Abstract

The investigations of emotional speech identification can be divided into two main parts, features and classifiers. In this paper, how to extract an effective speech feature set for the emotional speech identification is addressed. In our speech feature set, we use not only statistical analysis of frame-based acoustical features, but also the approximated speech feature contours, which are obtained by extracting extremely low frequency components to speech feature contours. Furthermore, principal component analysis (PCA) is applied to the approximated speech feature contours so that an efficient representation of approximated contours can be derived. The proposed speech feature set is fed into support vector machines (SVMs) to perform multiclass emotion identification. The experimental results demonstrate the performance of the proposed system with 82.26% identification rate.

1. Introduction

As technology advances, computers or machines with human emotion are no longer an unreachable dream. A system that understands human emotions can provide more personalized services and be extended to more applications. Professor Rosalind Picard stated that affective computing explores the topic about computing that relates to, arises from, or influences emotions. This concept creates a new computing system or idea of human-machine interface design which can realize, recognize, and utilize human emotions. The concept above coincides with “Technology derives from humanity.” Today, in the twenty-first century, human’s demand for high-tech product is no longer merely some specific functionality. Humanity is an essential element for successful product. The design focusing on affectivity will become the mainstream.

Speech emotion identification [18] can be divided into two parts, features and classifiers. In the feature part, many features have been considered having a significant influence on emotion identification. For example, both of [1, 2] use pitch, energy, and Mel-frequency cepstral coefficients (MFCCs) and so forth. Other features such as voice quality [8], spectrum features [3], and nonlinear Teager energy operator features [9] are also exploited to represent the characteristics of emotions. In [4, 10], the authors use linear regression to describe graphical trend of pitch and use polynomial coefficients as features to train and identify [8]. Legendre trend uses polynomial bases that are different from linear regression to describe speech information and obtain features [1, 8]. In this paper, besides the statistical analysis of the selected acoustical features, approximated speech feature contours with (PCA) [11, 12] are also utilized in the feature extraction. In the classifier part, we use a multiclass support vector machine (SVM) [7, 12, 13] to achieve emotion identification.

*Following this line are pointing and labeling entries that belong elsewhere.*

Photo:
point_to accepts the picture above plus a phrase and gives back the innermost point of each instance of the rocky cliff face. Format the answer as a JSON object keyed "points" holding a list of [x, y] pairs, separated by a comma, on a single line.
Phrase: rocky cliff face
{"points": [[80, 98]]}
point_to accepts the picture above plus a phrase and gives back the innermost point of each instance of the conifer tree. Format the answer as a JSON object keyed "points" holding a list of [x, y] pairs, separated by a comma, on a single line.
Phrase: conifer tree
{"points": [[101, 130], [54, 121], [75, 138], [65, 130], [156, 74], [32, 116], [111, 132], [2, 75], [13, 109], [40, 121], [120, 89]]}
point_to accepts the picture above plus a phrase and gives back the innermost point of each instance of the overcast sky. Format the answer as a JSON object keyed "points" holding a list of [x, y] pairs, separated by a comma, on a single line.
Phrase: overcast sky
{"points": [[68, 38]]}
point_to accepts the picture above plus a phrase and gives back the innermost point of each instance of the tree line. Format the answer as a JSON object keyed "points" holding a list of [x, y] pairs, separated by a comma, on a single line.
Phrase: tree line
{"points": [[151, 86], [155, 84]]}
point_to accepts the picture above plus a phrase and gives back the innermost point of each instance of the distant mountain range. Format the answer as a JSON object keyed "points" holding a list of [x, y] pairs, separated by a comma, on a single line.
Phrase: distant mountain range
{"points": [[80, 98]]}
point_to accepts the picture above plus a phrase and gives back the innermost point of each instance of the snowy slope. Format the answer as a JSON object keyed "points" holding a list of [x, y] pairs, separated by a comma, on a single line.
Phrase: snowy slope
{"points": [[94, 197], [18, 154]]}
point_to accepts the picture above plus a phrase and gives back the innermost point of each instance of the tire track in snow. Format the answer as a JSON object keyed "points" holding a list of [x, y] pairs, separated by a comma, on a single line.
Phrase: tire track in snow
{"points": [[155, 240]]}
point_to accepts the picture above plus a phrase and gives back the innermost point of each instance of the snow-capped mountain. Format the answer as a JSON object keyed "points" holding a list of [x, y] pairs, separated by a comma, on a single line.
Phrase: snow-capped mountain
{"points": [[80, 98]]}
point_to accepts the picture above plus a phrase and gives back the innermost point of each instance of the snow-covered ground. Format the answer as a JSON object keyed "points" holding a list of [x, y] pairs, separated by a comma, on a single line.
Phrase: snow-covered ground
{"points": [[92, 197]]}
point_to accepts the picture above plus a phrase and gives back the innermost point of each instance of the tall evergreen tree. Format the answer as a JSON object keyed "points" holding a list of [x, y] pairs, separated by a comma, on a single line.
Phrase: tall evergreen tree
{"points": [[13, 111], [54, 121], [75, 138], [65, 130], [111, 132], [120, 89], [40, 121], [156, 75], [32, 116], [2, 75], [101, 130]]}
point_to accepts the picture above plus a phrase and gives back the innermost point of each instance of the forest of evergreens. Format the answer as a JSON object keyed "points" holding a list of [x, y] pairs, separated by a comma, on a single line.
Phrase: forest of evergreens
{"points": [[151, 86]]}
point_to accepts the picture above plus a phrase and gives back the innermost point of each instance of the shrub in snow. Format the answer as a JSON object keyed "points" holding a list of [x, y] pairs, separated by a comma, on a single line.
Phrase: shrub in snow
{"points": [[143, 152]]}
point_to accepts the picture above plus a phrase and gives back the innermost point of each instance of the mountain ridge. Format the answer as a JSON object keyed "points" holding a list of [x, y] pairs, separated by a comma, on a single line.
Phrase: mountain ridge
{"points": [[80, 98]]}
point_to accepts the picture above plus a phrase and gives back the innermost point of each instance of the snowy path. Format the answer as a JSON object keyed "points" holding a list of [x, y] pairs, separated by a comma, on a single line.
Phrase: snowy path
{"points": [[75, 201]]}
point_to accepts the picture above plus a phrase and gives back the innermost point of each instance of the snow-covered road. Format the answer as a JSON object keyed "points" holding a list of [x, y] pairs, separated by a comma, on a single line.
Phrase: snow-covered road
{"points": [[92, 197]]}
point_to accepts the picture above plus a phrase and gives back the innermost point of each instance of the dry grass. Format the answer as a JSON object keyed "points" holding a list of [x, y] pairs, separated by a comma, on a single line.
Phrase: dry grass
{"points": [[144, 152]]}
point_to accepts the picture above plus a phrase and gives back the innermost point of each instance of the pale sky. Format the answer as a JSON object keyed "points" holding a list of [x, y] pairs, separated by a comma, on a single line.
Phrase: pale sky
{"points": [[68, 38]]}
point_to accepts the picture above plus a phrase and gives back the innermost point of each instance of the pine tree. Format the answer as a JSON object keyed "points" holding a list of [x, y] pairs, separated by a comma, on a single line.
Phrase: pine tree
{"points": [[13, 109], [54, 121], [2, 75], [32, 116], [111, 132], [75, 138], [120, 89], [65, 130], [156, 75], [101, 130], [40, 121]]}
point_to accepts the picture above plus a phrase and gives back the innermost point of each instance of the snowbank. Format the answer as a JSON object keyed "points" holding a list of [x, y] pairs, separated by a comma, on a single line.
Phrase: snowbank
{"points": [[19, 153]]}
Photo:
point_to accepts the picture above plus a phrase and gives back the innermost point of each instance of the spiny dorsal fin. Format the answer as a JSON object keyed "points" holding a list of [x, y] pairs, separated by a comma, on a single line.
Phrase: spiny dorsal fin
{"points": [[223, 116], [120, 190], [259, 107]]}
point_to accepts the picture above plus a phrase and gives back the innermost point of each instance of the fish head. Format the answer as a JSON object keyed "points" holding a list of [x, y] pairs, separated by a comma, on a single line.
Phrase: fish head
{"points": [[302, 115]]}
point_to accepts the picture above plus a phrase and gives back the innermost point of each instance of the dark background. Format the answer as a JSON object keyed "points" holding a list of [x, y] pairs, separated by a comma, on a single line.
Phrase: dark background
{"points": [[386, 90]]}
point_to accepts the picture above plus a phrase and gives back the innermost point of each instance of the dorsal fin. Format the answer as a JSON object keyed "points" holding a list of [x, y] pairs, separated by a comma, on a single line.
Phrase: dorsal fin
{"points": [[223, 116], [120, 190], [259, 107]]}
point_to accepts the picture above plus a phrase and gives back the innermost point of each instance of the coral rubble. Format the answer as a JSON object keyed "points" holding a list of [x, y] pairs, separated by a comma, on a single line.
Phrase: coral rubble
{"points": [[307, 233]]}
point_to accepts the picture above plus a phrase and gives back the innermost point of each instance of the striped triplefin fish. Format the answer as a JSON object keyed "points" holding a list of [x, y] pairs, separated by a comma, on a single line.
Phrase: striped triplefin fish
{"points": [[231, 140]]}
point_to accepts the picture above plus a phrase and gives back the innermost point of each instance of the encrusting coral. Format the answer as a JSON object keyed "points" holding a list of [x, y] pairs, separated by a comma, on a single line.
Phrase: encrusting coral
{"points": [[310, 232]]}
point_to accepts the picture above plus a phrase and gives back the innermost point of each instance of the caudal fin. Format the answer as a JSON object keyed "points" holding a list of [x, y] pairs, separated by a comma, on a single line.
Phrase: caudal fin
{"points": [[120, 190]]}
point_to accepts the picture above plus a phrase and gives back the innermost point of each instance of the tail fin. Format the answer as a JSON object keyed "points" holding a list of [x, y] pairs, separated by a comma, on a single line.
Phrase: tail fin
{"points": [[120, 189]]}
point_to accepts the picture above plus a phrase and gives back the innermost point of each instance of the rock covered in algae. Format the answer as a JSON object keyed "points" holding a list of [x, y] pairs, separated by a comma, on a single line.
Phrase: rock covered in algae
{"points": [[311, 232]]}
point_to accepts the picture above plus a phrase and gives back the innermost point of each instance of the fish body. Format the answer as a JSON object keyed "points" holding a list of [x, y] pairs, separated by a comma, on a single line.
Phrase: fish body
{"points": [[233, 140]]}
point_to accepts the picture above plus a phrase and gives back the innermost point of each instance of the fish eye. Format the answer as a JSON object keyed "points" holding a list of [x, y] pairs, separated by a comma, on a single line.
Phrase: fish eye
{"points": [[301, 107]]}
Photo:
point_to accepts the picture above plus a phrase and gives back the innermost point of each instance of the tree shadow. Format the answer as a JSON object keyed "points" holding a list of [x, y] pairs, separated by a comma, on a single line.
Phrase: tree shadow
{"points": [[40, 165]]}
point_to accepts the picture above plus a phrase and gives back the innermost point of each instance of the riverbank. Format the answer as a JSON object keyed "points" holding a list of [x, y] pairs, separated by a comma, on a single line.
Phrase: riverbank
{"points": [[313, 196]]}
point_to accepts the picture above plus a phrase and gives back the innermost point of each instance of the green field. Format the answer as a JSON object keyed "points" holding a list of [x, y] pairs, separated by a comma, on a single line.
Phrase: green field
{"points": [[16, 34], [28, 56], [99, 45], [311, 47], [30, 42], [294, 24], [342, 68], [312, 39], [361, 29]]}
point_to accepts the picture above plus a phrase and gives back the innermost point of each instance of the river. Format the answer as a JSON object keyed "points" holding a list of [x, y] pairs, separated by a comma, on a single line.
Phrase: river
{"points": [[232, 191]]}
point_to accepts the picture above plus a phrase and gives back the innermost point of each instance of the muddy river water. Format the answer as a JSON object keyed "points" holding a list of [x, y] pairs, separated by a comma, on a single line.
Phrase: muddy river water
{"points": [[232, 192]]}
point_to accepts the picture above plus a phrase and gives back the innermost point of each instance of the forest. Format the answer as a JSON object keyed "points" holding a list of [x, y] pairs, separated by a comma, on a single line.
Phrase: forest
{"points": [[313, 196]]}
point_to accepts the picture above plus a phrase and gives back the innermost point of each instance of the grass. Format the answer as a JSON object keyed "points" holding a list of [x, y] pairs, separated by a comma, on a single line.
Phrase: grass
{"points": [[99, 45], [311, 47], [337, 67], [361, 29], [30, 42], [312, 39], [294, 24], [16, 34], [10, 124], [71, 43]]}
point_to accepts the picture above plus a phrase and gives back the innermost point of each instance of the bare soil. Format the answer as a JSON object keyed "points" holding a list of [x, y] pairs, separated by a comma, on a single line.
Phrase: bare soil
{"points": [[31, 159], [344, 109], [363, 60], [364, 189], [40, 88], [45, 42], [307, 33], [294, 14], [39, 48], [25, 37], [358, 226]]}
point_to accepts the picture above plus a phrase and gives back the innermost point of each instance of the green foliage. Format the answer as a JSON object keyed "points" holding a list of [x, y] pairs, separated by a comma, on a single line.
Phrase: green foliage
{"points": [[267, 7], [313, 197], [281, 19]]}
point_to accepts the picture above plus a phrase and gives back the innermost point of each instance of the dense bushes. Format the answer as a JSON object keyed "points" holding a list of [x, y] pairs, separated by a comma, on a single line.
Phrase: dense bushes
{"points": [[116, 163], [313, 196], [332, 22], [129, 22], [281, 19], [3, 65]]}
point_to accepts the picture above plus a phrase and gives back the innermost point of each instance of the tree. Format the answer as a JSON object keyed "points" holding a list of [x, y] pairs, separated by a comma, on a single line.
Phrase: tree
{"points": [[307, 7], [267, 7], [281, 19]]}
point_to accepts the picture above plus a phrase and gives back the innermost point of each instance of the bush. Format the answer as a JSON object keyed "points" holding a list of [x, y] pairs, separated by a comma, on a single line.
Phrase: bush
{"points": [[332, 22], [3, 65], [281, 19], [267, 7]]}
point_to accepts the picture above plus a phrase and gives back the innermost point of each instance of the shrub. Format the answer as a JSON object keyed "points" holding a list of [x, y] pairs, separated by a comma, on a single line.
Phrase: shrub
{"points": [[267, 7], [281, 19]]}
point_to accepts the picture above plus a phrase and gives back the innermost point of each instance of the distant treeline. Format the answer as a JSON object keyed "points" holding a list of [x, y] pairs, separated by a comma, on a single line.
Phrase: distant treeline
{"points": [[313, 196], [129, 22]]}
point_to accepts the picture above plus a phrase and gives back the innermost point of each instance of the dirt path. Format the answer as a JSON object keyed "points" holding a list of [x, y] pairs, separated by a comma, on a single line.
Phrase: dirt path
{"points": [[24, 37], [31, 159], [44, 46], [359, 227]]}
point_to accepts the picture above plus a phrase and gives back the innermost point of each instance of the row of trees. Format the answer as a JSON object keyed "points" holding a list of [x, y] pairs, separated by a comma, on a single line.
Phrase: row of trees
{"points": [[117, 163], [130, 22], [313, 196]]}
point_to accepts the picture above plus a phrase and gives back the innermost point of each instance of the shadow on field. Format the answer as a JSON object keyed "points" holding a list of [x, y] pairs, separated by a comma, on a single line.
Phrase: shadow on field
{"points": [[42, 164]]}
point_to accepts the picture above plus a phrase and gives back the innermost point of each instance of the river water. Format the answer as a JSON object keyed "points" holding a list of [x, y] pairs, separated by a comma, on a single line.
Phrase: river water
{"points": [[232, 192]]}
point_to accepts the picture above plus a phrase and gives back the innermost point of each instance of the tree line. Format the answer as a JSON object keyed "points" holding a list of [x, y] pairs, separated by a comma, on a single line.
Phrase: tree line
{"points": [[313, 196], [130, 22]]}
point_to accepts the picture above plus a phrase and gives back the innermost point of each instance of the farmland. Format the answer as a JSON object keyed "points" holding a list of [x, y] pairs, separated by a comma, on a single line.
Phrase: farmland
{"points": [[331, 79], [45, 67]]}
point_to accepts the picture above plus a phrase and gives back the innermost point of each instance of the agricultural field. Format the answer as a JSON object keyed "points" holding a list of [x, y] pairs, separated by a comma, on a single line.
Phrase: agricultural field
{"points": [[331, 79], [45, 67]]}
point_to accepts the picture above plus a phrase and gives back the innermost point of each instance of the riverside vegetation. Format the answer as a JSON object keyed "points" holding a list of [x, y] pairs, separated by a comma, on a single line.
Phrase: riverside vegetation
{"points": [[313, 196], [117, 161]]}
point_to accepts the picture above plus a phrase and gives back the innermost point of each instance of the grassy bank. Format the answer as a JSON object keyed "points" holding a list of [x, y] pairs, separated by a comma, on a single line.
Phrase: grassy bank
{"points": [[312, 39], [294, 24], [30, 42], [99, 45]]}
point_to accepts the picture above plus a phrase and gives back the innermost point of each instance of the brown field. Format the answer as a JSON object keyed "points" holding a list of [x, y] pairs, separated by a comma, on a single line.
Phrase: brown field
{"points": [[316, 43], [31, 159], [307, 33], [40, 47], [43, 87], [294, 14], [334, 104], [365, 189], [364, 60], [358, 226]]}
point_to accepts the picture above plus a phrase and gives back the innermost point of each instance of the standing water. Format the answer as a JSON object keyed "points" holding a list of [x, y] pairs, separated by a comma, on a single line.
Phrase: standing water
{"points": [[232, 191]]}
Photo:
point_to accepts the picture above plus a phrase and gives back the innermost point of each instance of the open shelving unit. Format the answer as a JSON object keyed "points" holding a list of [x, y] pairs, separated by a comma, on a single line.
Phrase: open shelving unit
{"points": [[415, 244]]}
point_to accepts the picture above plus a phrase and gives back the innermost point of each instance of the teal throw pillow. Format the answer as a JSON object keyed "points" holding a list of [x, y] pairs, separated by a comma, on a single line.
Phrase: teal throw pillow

The rest of this paper is organized as follows. Section 2 introduces the overview of the system. The proposed speech feature set for emotion identification is illustrated in Section 3. Section 4 describes the emotion classifier used in this paper. Next, Section 5 gives the experimental results. Conclusions are finally drawn in Section 6.

2. System Overview

Figure 1 illustrates the proposed system block diagram. The proposed emotion identification system can be divided into two main parts, feature extraction and emotion classifier. In the feature extraction, we extract all the acoustical features from both of training and testing speeches. The acoustical features comprise silence/active, voiced/unvoiced, pitch, log frame energy (LFE), subband power, spectral centroid, spectral bandwidth, spectral flatness, MFCCs [3], and ratio of spectral flatness to spectral centroid (RSS) [7]. The statistical analysis features are generated from the aforementioned frame-based acoustical features. The chosen feature is important for classification task [14, 15]. A feature selection procedure chooses the effective statistical analysis features to form the selected feature set. The selected statistical analysis feature set as well as the selected approximated speech feature contours is combined to form the proposed feature set. In the emotion classifier, a multiclass SVM is used as the classifier to identify the emotion class of a speech utterance.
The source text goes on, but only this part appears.